Wide-smiling drummer Taylor Hawkins got a double-shot of featured time, first with a drum solo that bridged “Rope” to “Sunday Rain” in which his riser was levitated about 30 feet above the band by an adjustable platform. Later, he stepped out front — allowing Grohl to return to the drum seat where he first gained renown with Nirvana — for a duet with the Struts’ Luke Spiller on the classic David Bowie/Queen collaboration “Under Pressure.” (It was a fitting choice given that Spiller showed a bit of Freddie Mercury dramatics in his own band’s well-received opening set.)

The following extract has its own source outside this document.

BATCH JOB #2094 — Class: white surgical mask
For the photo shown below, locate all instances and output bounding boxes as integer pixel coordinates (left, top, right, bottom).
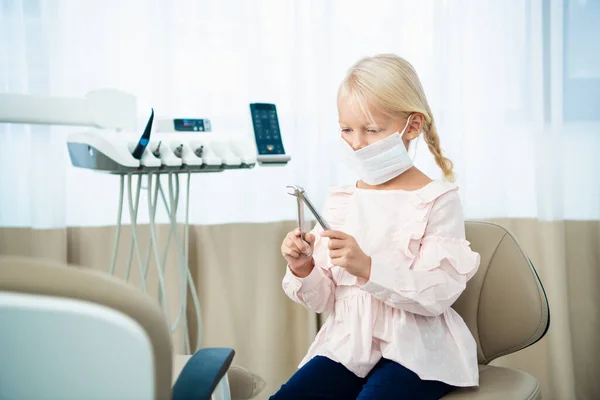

One might have expected more than two dozen Foo Fighters songs to be played in a show that ran two hours and 45 minutes, but a handful of largely superfluous extended jams ate into the clock a bit. More welcome were the effortlessly personal Grohl’s occasional digressions, including one about a 1990s cross-country road trip that involved a stop in Dallas to visit ill-fated metal band Pantera and a lost wallet that got returned many years later.

Was it a true story? It was entertaining enough that it didn’t really matter, much as it ultimately made no difference whether the guy in the crowd wearing Kiss makeup who they brought onstage for a guest-guitar cameo during “Monkey Wrench” was a plant in the audience or a legit surprise. “Kiss Guy,” as Grohl dubbed him, was so on-point and in sync with the band that it stretched belief, but Grohl swore it was for real: “We’ve never done the setup,” he said, “and Kiss Guy is the best one we’ve ever had.” A YouTube fan video later identified him as Austin rock guitarist Yayo Sanchez:

Beyond the showmanship, the Foo Fighters first and foremost still deliver the songs. The crowd sang, danced and thrashed along all night to favorites such as “My Hero,” “Learn to Fly,” “These Days,” “Best of You” and the show-closing “Everlong.” Grohl gave sincere props for all that energy from the crowd, telling them, “Thank you very much for making us feel like a real band.” And he promised they’d be back, “so I don’t have to say goodbye.”